父ヤコブの死後、ヨセフの兄たちには不安が戻ります。ヨセフがなお自分たちを恨み、ヤコブがいなくなった今こそ、「昔ヨセフにしたすべての悪に仕返しをするのではないかと思った」からです(15節)。兄たちを見るとき、罪と悪は、それ自体が裁きであることが分かります。誰にも知られなかったと思った罪により、兄たちは苦しみ続けてきたのです。エジプトにいるヨセフの下に来て17年も経つのにまだ恐れているのです。罪は、私たちを奴隷にします。

どうすれば自由になることが出来るでしょうか。ただ時間が解決するのではありません。具体的な行動を通して、和解されなければこの束縛から自由になることが出来ません。兄たちは人を介してヨセフに伝えました。父ヤコブが生前、兄たちを赦してやってほしい、と言ったと(17節)。きっとヨセフはそう言ったと思いますが、父の言葉を借りてまでもヨセフに赦しを求める兄たちの姿があります。そして、「あなたの父の神に仕える僕どもの背きの罪を赦してください」という正直な悔い改めの言葉を伝えました(17節)。悔い改めの良いモデルがここにあります。行いを起こすこと、必要ならば人を介して、助けを借りてでも進み出ること。そして、プライドや言い訳を捨てた正直な言葉を語ること。それから兄たちは、直接ヨセフに会いに行きます。そして、完全に身を低めて「私たちはあなたの僕です」と語ります(18節)。兄たちは、本当にしてはならないことをしてしまいました。その行い自体が、彼らを苦しませてきました。人生において一番大切なことは、和解ではないでしょうか。兄たちの立場に身を置き、私たちもまた悔い改め、謝り、赦しを求めなければならない相手がいないか考えてみましょう。

人を介して伝えてきた兄たちの言葉を聞き、「ヨセフは泣いた」とあります(17節)。聖書らしく、簡潔にその行いだけを描写しますが、ヨセフの涙から何と多くの感情を読み取ることが出来るでしょうか。理不尽な苦しみと不当な扱いを耐え抜いてきたヨセフ。
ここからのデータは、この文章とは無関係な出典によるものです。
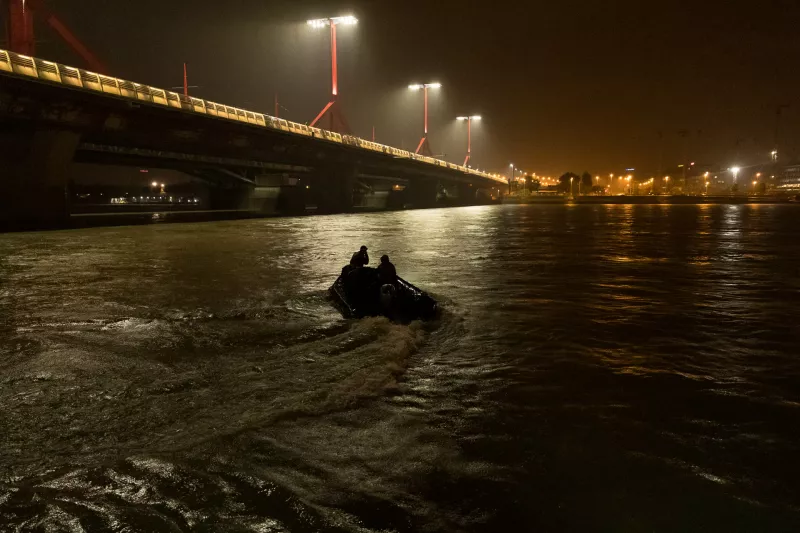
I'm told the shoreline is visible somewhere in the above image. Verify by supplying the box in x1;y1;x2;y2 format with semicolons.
503;195;796;205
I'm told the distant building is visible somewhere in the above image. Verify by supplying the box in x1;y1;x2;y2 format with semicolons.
776;164;800;192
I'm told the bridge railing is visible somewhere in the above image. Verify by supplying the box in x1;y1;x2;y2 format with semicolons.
0;49;508;184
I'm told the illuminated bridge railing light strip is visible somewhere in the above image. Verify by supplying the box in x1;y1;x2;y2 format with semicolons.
0;49;508;184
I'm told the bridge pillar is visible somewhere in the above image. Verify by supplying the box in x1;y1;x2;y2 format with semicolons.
0;128;80;226
306;168;356;213
403;178;439;209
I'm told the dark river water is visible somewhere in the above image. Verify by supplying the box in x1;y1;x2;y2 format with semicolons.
0;205;800;533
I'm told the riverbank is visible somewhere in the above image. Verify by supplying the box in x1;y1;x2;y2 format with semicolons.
503;195;791;205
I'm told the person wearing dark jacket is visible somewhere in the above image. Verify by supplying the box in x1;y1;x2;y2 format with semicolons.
378;255;397;285
350;246;369;267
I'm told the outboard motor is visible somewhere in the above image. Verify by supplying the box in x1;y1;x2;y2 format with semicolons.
381;283;397;315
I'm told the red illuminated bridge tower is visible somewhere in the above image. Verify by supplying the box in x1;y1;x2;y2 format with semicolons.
308;15;358;133
408;83;442;157
6;0;106;73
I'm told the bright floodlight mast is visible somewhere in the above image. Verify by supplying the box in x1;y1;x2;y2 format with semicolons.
308;15;358;133
456;115;481;166
408;83;442;156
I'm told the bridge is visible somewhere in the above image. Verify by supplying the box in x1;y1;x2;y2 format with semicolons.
0;50;508;221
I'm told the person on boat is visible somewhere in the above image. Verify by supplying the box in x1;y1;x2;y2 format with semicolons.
378;255;397;285
350;246;369;267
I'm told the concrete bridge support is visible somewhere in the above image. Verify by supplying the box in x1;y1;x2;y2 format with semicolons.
306;167;357;213
439;183;478;205
403;178;439;209
0;126;80;226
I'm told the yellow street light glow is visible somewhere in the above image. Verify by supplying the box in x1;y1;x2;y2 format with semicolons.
408;83;442;91
307;15;358;28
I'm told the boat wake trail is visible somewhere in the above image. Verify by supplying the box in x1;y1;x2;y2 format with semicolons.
0;295;434;531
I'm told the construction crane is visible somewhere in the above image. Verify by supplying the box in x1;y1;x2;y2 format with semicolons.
6;0;107;73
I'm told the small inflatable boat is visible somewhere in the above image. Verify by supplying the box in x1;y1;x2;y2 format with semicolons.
329;267;438;322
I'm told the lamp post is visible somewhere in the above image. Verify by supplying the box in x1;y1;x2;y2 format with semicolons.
408;83;442;156
456;115;481;166
308;15;358;133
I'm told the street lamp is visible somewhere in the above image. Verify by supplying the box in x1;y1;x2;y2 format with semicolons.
456;115;481;166
308;15;358;133
408;83;442;155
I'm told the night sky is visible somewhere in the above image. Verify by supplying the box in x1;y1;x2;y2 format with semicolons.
9;0;800;178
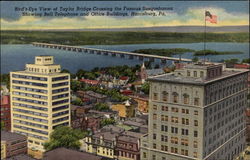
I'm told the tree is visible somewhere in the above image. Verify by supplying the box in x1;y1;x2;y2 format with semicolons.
95;103;109;111
1;121;5;131
192;57;199;62
141;82;149;94
72;97;83;106
101;118;115;127
44;126;87;151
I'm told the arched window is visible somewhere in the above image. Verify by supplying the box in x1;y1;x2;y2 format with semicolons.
194;98;200;106
183;93;189;104
173;92;179;103
162;91;168;102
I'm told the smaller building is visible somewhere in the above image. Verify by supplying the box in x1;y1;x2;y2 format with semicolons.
1;131;27;159
0;95;11;131
111;100;136;120
43;148;104;160
84;91;107;103
116;131;143;160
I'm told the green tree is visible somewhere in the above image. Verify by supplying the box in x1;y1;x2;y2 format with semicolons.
141;82;150;94
95;103;109;111
1;121;5;131
44;126;87;151
192;57;199;62
101;118;115;127
72;97;83;106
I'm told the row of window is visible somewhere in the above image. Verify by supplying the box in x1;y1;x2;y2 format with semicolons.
52;82;69;87
12;80;48;87
13;103;48;111
13;92;48;99
159;105;198;116
14;125;49;135
52;105;69;112
52;76;69;82
52;122;69;129
13;114;48;124
13;108;48;117
12;74;48;81
13;86;48;94
153;91;200;106
52;116;69;123
13;97;48;106
52;99;69;106
52;93;69;100
52;87;69;94
52;111;69;117
14;130;48;140
14;119;48;129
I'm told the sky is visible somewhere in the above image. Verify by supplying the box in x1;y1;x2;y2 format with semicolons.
1;1;249;30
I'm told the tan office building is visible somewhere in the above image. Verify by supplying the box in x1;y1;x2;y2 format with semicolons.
141;63;248;160
10;56;70;157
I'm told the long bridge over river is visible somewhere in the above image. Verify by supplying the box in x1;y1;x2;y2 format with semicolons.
32;42;192;63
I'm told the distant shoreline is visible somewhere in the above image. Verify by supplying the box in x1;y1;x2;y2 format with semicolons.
1;31;249;45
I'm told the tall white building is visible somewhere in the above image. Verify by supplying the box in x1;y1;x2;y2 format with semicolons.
10;56;70;157
141;64;248;160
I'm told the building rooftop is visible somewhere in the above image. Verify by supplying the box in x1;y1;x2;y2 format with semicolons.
1;131;26;141
148;69;248;85
43;148;104;160
5;154;37;160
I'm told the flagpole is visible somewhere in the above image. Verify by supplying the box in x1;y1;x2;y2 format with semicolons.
203;10;207;64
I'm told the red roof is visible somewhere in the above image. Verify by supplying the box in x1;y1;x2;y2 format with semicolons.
120;76;128;80
80;79;99;85
234;64;250;69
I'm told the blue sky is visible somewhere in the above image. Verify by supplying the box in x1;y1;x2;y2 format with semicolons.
1;1;249;30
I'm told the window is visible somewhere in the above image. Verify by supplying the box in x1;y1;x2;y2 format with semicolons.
161;106;168;111
194;111;198;116
194;98;199;106
194;120;198;126
183;94;189;104
181;138;188;146
153;93;158;100
194;71;197;77
171;137;178;144
153;114;157;120
153;143;156;149
153;105;157;110
194;141;198;148
162;91;168;102
171;117;178;123
153;133;156;139
173;92;178;103
194;131;198;137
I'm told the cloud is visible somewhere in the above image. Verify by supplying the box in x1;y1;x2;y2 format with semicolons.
1;7;249;30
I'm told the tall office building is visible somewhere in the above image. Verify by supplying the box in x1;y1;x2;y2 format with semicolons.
141;63;248;160
10;56;70;157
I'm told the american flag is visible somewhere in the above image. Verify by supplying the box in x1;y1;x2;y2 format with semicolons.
205;11;217;23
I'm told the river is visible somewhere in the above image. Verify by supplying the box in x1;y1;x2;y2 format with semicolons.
1;43;249;73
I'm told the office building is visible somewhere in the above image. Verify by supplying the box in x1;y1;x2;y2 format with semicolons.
10;56;70;157
141;63;248;160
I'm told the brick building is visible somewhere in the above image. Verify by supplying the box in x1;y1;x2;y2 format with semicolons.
0;95;11;131
1;131;27;159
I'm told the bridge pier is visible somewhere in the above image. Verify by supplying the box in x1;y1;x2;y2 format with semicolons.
161;59;167;64
138;56;144;61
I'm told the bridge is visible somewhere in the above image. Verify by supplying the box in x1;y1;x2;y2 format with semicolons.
32;42;192;63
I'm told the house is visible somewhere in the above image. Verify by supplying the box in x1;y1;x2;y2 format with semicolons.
43;147;106;160
1;131;28;159
116;131;143;160
85;126;124;159
84;91;107;103
111;100;136;120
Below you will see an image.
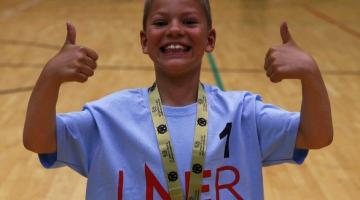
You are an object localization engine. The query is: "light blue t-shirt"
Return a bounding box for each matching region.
[40,85,308,200]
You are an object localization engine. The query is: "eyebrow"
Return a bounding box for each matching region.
[149,10,197,18]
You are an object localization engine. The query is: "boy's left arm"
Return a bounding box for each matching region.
[264,22,333,149]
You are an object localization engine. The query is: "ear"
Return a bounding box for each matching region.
[205,29,216,53]
[140,31,149,54]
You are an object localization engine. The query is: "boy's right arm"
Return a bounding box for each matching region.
[23,23,98,153]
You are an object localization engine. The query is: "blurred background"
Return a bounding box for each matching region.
[0,0,360,200]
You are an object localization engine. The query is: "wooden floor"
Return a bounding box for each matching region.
[0,0,360,200]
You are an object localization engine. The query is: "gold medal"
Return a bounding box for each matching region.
[149,84,208,200]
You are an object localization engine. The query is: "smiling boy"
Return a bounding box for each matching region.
[24,0,332,200]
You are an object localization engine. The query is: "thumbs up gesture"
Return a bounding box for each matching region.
[264,22,320,83]
[42,22,98,85]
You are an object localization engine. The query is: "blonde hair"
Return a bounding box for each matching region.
[143,0,212,30]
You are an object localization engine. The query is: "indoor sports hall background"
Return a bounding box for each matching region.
[0,0,360,200]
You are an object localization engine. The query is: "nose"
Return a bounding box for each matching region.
[167,20,184,37]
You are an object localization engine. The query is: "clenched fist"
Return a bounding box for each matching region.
[264,22,320,83]
[42,22,98,85]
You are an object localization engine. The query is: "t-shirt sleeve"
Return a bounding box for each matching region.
[39,108,99,176]
[256,97,308,166]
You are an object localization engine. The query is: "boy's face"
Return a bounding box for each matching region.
[140,0,216,75]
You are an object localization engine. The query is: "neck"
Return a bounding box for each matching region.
[156,70,200,106]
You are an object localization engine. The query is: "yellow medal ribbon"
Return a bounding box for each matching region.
[149,84,208,200]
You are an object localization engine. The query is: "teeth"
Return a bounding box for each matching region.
[166,44,185,50]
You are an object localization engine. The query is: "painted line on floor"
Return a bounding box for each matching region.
[304,5,360,39]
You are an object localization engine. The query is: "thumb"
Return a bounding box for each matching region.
[64,22,76,45]
[280,22,295,44]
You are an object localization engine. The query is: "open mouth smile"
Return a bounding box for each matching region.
[160,43,191,54]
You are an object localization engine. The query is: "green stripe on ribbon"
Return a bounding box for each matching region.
[207,53,225,91]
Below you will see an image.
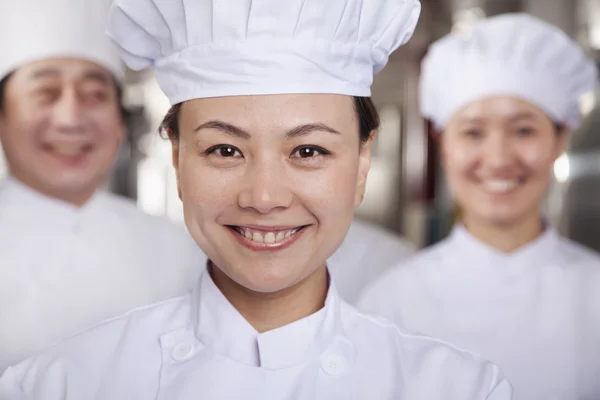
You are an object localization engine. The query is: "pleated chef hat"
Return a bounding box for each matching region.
[0,0,124,79]
[420,13,597,129]
[108,0,421,104]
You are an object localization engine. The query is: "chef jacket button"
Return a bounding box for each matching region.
[321,354,346,376]
[171,342,194,361]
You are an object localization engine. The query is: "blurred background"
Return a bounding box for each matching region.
[0,0,600,251]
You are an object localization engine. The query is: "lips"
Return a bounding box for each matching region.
[482,178,521,194]
[44,142,92,157]
[230,226,303,244]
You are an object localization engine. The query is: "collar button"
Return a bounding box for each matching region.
[171,342,194,361]
[321,354,347,376]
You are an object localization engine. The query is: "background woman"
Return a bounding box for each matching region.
[360,14,600,400]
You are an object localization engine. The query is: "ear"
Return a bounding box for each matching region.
[354,131,376,206]
[167,130,183,200]
[554,125,571,161]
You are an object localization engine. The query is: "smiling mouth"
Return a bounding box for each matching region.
[44,143,93,157]
[482,178,523,194]
[227,225,307,245]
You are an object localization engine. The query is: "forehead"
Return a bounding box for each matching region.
[181,94,356,129]
[11,58,114,85]
[449,96,548,125]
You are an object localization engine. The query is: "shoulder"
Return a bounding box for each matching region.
[0,295,190,393]
[559,236,600,266]
[345,306,512,399]
[361,241,448,303]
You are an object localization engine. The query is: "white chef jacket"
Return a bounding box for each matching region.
[359,226,600,400]
[327,219,416,304]
[0,273,512,400]
[0,179,205,372]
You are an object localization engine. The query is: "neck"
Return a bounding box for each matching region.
[209,266,328,333]
[12,174,95,207]
[462,214,543,253]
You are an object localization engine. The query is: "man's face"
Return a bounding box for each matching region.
[0,59,125,205]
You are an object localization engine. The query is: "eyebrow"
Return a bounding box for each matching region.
[194,121,340,139]
[510,111,537,122]
[31,67,111,84]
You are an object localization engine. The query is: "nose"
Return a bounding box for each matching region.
[238,156,294,214]
[483,130,514,168]
[53,89,83,131]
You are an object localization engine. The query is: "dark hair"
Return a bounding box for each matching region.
[0,72,13,112]
[159,96,380,143]
[0,72,129,122]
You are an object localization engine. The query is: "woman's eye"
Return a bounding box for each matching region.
[292,146,329,158]
[465,129,483,139]
[206,144,242,157]
[517,127,533,136]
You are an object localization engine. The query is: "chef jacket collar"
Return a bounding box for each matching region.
[192,262,341,369]
[0,177,102,228]
[448,224,559,274]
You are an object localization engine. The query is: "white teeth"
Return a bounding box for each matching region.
[238,227,299,244]
[265,232,275,244]
[483,179,517,193]
[52,144,84,156]
[252,232,264,243]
しかし、驚くべきことにヨセフの心は頑なになっていませんでした。温かい涙を流す柔らかさ、慈しみを知る心、どこからこのような心がヨセフに与えられたのでしょうか。どうして多くの古典的物語のように、あるいは私たちも密かに望むように、ヨセフは痛快な復讐に走らなかったのでしょうか。

その理由がヨセフの言葉の中にあります。「心配することはありません。私が神に変わることができましょうか」(19節)。ヨセフは、自分が神ではないことを知っています。当たり前ですが、非常に大切な信仰の基本です。続けて言います。「あなたがたは私に悪を企てましたが、神はそれを善に変え、多くの民の命を救うために、今日のようにしてくださったのです」(20節)。私は、これが創世記の結論であり、聖書全体の主題であると思います。そして、私たち一人ひとりの人生の隠れたテーマではないでしょうか。聖書は、人間の罪深さとこの世界の不可解な悪をどの書物よりも鋭く指摘します。キリスト者になるということは、この壊れた世界の現実から逃避することではありません。しかし、聖書はそこで終わらず、人間がどの時代でも企てる悪さえも善に変える神の力を語ります。そして神は、多くの人々を救う計画を展開しているのです。ヨセフ自身、自分の口で言いながら、神の計画の大きさと広さと深さを完全には理解していないのです。ただ自分の家族のみならず、エジプトの民のみならず、全ての時代の全ての人々、天と地、全ての創造されたものの救いの計画です。

しかし、現実の世界において、この救いの計画は、私たちの目にはよく見えません。だから聖書を見るのです。その中心にあるキリストを注目してください。ヨセフの人生は、キリストの人生を映し出します。聖書の全てがそうであるように。その中心から外に目を向けるとき、隠されていますが、時にはおぼろげにではありますが、神の救いの計画が今も動いていることが見えるようになるでしょう。

私たちの人生においても、振り返れば見えてきます。今までの神の救いの計画が。私たちの罪深さと過ちにもかかわらず、それさえ用いて多くの人々の救いの計画を続けておられる主を信じ、褒め称えましょう。